Hamas and Hezbollah "are betting on Iran as a broker bets on a hot stock," a former official in the Israeli Foreign Ministry, Jonathan Dahoah Halevi, said. "People in the region assume that as soon as Iran gets a nuclear bomb it will become a regional superpower, which makes it a hot commodity." Both Jerusalem and Washington have ruled out dealing with Hamas, and officials of the American-backed, Fatah-led Palestinian Authority scrambled yesterday to distance themselves from a reported pact between Fatah and Hamas. The authority's chief peace negotiator, Ahmed Qurei, told the Israeli Web site Ynet that the Fatah official who signed an agreement in Yemen over the weekend to begin negotiations with Hamas, Azam al-Ahmed, was not authorized to do so by President Abbas.

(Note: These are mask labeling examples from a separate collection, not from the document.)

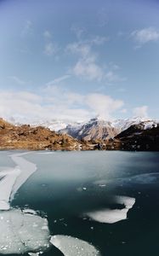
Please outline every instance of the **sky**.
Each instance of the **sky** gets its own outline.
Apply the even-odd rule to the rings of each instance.
[[[159,119],[158,0],[0,0],[0,116]]]

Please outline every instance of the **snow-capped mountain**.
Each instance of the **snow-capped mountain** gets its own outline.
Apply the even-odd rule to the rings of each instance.
[[[113,138],[133,125],[139,124],[140,124],[143,130],[157,126],[157,121],[149,120],[140,117],[116,119],[111,122],[95,118],[87,123],[78,124],[78,125],[69,125],[65,129],[60,130],[60,132],[67,133],[77,139],[105,140]]]
[[[43,126],[60,133],[66,133],[77,139],[96,140],[113,138],[117,134],[128,129],[133,125],[140,124],[143,130],[156,127],[159,121],[150,120],[147,118],[133,117],[126,119],[115,119],[107,121],[100,118],[91,119],[88,122],[73,122],[65,119],[34,120],[16,118],[9,118],[8,121],[15,125],[28,124],[31,126]]]

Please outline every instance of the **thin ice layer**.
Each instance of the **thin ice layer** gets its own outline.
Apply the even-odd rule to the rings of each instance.
[[[28,177],[37,171],[37,166],[25,160],[22,155],[28,153],[11,154],[13,161],[16,164],[14,168],[3,167],[0,170],[0,210],[9,210],[9,201],[20,186]]]
[[[68,236],[54,236],[52,244],[64,253],[65,256],[99,256],[99,252],[88,242]]]
[[[128,196],[116,196],[116,202],[117,204],[124,205],[123,209],[104,209],[87,212],[84,215],[89,217],[91,219],[100,222],[113,224],[122,219],[127,219],[127,214],[135,203],[135,198]]]
[[[9,199],[13,190],[13,186],[17,177],[20,174],[20,170],[15,168],[8,168],[0,172],[0,209],[9,209]]]
[[[0,253],[46,251],[50,247],[46,218],[30,210],[0,211]]]

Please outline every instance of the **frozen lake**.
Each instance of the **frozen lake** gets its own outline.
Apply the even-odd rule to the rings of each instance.
[[[0,153],[0,254],[158,256],[159,153]]]

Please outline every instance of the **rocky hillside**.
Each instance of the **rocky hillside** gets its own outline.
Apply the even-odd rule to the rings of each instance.
[[[142,123],[130,126],[110,140],[107,149],[159,151],[159,125],[144,128]]]
[[[80,147],[80,142],[66,134],[42,126],[15,126],[0,119],[0,149],[75,150]]]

Sheik Nasrallah said yesterday that Hezbollah changed the regional balance of power with Israel's 2000 withdrawal from Lebanon, which many in the region saw as a victory for the organization over the strongest army in the region. "Until then, there were those who said that whoever fights the Zionists is crazy," he said.

The Hezbollah leader addressed a crowd of thousands in his Beirut stronghold, Dahyieh, appearing from an undisclosed location on large video screens. Since Hezbollah proved fighting Israel was possible, the question has been, "Can you end this entity?" he told the crowd.

In the 2006 Hezbollah-Israel war, he added, Israelis could not withstand the bombing of their cities. "Let them be frightened and worried. Let them taste the fear and fright which they inflicted on our people," he said. "Can Israel be eliminated? Yes and a thousand yeses, Israel can be eliminated."

"This subject of the intention to attack Israel in the wake of Mughniyeh's death isn't something we should take lightly," Israel's defense minister, Ehud Barak, said yesterday in a statement.

Arab leaders, meanwhile, who are expected to meet in Damascus for an Arab League summit over the weekend, also are concerned about the rise of organizations like Hezbollah, Hamas, and others who use images of suffering Palestinian Arabs to promote a pan-Islamic caliphate that would replace established states, Mr. Dahoah Halevi said. "In the past, the plight of Palestinians was used as a tail to be wagged by the Arab leaders, who were top dogs," he said. "Now the Palestinian tail wags the dog."